As you may or may not know, under a different persona and name I write erotica. I recently received the manuscript of my second novel back from the publisher and it had been supposedly copy-edited.
I just spent six-plus hours going through her (the copy-editor's) changes in Word. I probably kept 30% of them. The rest were:
* removal of all Oxford commas and all commas before "and"
* addition of commas before every conjunction except "and", even where not necessary
* adding spaces before and after each ellipsis and em-dash, even when they ended dialogue (so they didn't run directly into a quotation mark, such as --" or ...")

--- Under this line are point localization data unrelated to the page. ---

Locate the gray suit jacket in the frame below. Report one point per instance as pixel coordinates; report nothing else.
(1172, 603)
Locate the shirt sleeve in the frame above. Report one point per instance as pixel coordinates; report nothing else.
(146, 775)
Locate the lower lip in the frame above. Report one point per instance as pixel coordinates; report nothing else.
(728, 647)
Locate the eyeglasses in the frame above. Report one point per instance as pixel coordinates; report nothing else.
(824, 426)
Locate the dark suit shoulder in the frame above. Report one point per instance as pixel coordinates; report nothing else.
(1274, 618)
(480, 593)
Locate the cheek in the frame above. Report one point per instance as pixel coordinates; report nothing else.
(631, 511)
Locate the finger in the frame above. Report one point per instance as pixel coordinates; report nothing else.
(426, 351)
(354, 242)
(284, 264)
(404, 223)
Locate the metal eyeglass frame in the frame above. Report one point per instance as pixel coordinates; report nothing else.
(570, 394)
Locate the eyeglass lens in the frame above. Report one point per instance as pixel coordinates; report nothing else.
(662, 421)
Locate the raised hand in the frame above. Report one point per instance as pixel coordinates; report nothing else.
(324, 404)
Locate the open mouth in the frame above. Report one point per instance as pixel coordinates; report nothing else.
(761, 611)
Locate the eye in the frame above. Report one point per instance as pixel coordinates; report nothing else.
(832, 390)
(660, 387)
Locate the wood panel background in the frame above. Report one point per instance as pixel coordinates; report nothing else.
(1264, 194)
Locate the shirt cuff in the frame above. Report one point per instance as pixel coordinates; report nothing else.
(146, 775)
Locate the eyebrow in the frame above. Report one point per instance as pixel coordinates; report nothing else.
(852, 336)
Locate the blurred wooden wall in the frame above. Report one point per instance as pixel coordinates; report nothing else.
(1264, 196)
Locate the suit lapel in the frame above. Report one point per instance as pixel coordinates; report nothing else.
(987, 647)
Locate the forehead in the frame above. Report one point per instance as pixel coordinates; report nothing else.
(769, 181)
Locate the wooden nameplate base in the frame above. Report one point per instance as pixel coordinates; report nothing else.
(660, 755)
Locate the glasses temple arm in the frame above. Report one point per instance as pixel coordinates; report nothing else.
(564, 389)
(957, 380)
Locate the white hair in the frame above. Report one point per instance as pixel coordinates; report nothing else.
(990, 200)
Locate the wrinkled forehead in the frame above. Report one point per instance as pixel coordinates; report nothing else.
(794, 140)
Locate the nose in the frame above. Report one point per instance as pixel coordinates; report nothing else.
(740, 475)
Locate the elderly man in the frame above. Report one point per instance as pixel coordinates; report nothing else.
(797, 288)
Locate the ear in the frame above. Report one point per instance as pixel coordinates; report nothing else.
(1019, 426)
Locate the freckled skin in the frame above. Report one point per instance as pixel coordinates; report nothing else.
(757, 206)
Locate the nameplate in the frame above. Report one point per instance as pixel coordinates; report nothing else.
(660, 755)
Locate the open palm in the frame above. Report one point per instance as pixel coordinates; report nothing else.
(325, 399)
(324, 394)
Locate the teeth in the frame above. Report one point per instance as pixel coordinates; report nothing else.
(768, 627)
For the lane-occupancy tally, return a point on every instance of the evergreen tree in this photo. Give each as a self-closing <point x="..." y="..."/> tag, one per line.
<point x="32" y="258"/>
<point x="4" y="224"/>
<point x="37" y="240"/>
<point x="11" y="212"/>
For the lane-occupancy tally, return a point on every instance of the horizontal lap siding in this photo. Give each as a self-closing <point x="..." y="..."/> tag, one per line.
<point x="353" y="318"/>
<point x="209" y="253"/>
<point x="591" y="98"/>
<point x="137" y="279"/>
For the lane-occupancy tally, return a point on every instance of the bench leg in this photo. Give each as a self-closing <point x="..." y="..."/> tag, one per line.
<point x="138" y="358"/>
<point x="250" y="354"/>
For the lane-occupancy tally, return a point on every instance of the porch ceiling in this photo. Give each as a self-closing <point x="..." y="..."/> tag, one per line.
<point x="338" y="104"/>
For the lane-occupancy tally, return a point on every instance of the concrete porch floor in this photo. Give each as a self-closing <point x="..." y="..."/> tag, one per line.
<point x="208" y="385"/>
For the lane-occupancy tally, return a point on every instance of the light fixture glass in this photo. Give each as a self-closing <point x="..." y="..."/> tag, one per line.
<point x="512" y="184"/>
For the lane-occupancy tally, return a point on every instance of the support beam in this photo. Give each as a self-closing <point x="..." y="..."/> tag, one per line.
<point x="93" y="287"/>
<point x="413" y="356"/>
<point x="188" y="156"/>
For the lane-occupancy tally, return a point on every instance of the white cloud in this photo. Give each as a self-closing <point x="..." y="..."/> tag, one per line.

* setting off every possible parenthetical phrase with commas, even when not appropriate
* adding actual parentheses in the text
* adding spaces between compound words that don't need spaces between them, and removing every single one of my dash-concatenated compound adjectives
* moving commas, ellipses, and em-dashes all over the place in dialogue -- when they were clearly there so that, when read aloud, the dialogue would sound more like a person actually speaking it
* obliterating intentional use of repetition and intentional misuse of comma list rules for dramatic purposes (she did x and y and z and a, but still his b was doing c)
* having absolutely no knowledge of how to recognize and edit for properly-used parallel structure
In her defense, she did pick out a couple of places where I needed to be more precise or improve the flow, and she did make some changes that improved the writing. But on the whole I rejected the majority of her changes. The same thing happened with my previous novel, and that time around I actually noted why I rejected them. This time I just rejected, accepted, or edited.
So my question is this: how do you tell your publisher that her chosen copy editor sucks?
I'm not perfect. I know this. I would never presume to say that I am the best copy editor on the planet, or that I can publish something with no revisions, or that everything I do is grammatically-perfect. However, I would say that of all the things she marked as possible errors, when you remove all the unnecessarily-added spacing issues, only 10% needed to be changed, and I accepted another 25% as "okay, fine, I'll just accept these because they're not a big deal and they don't change the book one way or the other."
But I have another publication (a novelette) with them, and if this editor destroyed a book that takes place in Florida in 2008, what's she going to do to a novelette that takes place in a fantasy world?
(Apparently this editor has worked on multiple NYT bestsellers, though since I only have her first name, I don't know how to verify that.)